USA: Nouvelle orientation pour le renseignement?

USA DrapeauConfronté à la bronca de plusieurs pays alliés, le président américain a annoncé «un réexamen» des opérations de la NSA, l’Agence de sécurité nationale.

En pleine crise de confiance avec des pays européens visés par l’espionnage américain, Barack Obama souhaite que les agences de renseignement fassent la part des choses entre leurs capacités de surveillance et leurs actions. En clair que les grandes oreilles américaines restreignent à l’avenir leurs écoutes, notamment des dirigeants de pays alliés de Washington.
«Nous leur donnons des instructions», a expliqué lundi le président des États-Unis à propos de l’Agence de sécurité nationale (NSA), spécialisée dans les interceptions électroniques. «Mais ces dernières années, nous avons vu leur capacités se développer et s’étendre», a ajouté Barack Obama, au cours d’un entretien à la nouvelle télévision Fusion du groupe ABC. Des capacités dont l’ampleur a été mise en évidence depuis les révélations de l’ancien analyste du renseignement Edward Snowden, inculpé et en fuite.
«C’est la raison pour laquelle j’ai lancé un réexamen (de ces opérations) pour être certain que ce qu’ils sont capables de faire ne devienne pas ce qu’ils doivent faire», a encore dit le président.

Une réunion du Bundestag
En revanche, Barack Obama a refusé de s’exprimer sur la surveillance présumée du téléphone portable de la chancelière allemande Angela Merkel. Il a invoqué des raisons de sécurité nationale.

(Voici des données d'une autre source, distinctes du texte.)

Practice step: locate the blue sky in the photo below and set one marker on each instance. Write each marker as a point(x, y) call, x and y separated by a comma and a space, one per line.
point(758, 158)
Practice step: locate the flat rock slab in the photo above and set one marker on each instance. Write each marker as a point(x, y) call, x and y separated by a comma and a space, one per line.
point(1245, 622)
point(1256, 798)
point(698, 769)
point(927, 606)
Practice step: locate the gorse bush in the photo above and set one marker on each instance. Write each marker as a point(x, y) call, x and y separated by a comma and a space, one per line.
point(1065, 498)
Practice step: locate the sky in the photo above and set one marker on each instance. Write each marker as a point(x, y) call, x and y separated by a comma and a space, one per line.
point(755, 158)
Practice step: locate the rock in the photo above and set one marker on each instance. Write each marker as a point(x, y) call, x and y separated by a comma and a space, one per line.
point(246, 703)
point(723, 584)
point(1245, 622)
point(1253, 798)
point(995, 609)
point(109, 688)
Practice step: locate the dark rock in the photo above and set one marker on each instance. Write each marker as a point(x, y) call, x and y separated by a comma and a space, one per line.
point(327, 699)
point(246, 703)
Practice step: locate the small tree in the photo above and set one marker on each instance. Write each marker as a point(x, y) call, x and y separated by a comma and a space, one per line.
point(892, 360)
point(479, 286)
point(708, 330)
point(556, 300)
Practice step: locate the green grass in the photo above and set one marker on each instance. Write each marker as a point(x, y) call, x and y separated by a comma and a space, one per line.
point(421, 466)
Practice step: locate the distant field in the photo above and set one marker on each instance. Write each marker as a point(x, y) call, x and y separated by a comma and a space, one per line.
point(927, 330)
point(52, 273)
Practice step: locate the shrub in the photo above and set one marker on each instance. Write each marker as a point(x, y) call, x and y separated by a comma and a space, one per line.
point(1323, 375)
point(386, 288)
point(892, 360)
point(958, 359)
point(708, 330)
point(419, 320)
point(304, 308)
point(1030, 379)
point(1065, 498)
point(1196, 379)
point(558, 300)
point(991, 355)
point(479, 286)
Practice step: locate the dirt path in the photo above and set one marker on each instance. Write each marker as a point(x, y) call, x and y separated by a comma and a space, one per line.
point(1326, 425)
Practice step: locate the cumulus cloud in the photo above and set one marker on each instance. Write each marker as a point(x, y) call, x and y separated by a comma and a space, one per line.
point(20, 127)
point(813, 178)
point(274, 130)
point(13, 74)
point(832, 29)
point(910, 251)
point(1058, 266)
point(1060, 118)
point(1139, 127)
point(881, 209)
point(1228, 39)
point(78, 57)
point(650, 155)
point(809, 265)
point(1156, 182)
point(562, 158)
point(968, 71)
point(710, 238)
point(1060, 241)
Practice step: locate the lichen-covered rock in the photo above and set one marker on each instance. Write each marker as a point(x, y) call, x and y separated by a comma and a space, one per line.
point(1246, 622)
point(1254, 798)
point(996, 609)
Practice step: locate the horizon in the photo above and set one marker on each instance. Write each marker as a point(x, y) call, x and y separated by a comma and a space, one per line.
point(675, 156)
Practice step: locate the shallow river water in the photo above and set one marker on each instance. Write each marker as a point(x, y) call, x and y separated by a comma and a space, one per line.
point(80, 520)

Depuis que l’hebdomadaire allemand Der Spiegel a lancé ces accusations, provoquant un choc dans l’opinion publique allemande et des demandes d’explication de Berlin, la Maison-Blanche affirme que les États-Unis n’espionnent pas et n’espionneront pas les communications d’Angela Merkel, une formulation ambiguë qui laisse ouverte la possibilité que de telles opérations aient eu lieu dans le passé.
Alors que le 18 novembre, le Bundestag se réunira pour discuter des conséquences de cette affaire, lundi le Parlement européen a dépêché une délégation d’élus à Washington pour recueillir toutes les réponses de l’administration américaine. Lundi toujours, la responsable de la puissante commission du Renseignement du Sénat a, de son côté, indiqué être farouchement opposée à l’espionnage de dirigeants alliés des États-Unis. La démocrate Dianne Feinstein a ajouté que sa commission allait lancer «un réexamen majeur» des opérations américaines d’espionnage.